Still not convinced? Here's the latest example. On July 17, California Highway Patrol officers pulled 45-yr. old Byron Williams over in Oakland, California, for driving erratically. Wearing a bullet-proof vest and armed with three guns, Williams suddenly opened fire on the police. After a 12-minute firefight, Williams was subdued and arrested, only to inform officers he was on his way to San Francisco to shoot and kill staffers at the Tides Foundation.

Tides Foundation? Whoever heard of them? Nobody, except those who watch or listen to Glenn Beck, who has identified the non-profit foundation - which specializes in environmental protection, AIDS-related health care in Africa, and help with natural disasters like the recent Haiti earthquake - as one of the most secret, dangerous, socialist organizations in America. Beck painted the bull's eye on the foundation's walls. Williams figured it was his job to pull the trigger.

The rash of violent acts is proof of what former President Clinton said on April 16, the fifteenth anniversary of the bombing of the Alfred P. Murrah Federal Building in Oklahoma. "What we learned from Oklahoma City is not that we should gag each other or that we should reduce our passion for the positions we hold," Clinton told his audience, echoing a warning he first issued in 1995. "But that the words we use really do matter."

The reason words matter, he explained, is because "they go across space and they fall on the serious and the delirious alike. They fall on the connected and the unhinged alike." Therefore, Clinton said, those who command the public microphone, whether politicians or media personalities, have a responsibility to choose their words carefully. And that especially applies to talk show hosts.

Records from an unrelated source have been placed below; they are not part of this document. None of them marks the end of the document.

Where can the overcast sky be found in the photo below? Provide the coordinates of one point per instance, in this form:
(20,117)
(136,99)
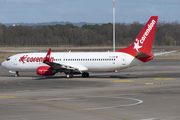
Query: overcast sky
(91,11)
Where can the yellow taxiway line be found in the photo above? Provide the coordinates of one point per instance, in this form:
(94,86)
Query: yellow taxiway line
(9,96)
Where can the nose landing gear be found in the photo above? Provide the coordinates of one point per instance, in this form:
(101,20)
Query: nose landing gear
(17,74)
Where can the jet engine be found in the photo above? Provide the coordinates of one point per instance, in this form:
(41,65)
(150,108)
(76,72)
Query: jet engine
(46,71)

Let those who deny the connection between violent words and violent acts remember Fort Hood. Immediately after Major Nidal Hasan shot and killed 13 people on the world's most populous military base, investigators concluded that his actions had been at least partially triggered by the anti-American rhetoric of Imam Anwar al-Awlaki.

Aesop never wrote a clearer fable. If Major Hasan were driven to violence by the hate speech of Anwar al-Awlaki, then surely other unstable people could be driven to violence by the hate speech of Rush Limbaugh or Glenn Beck.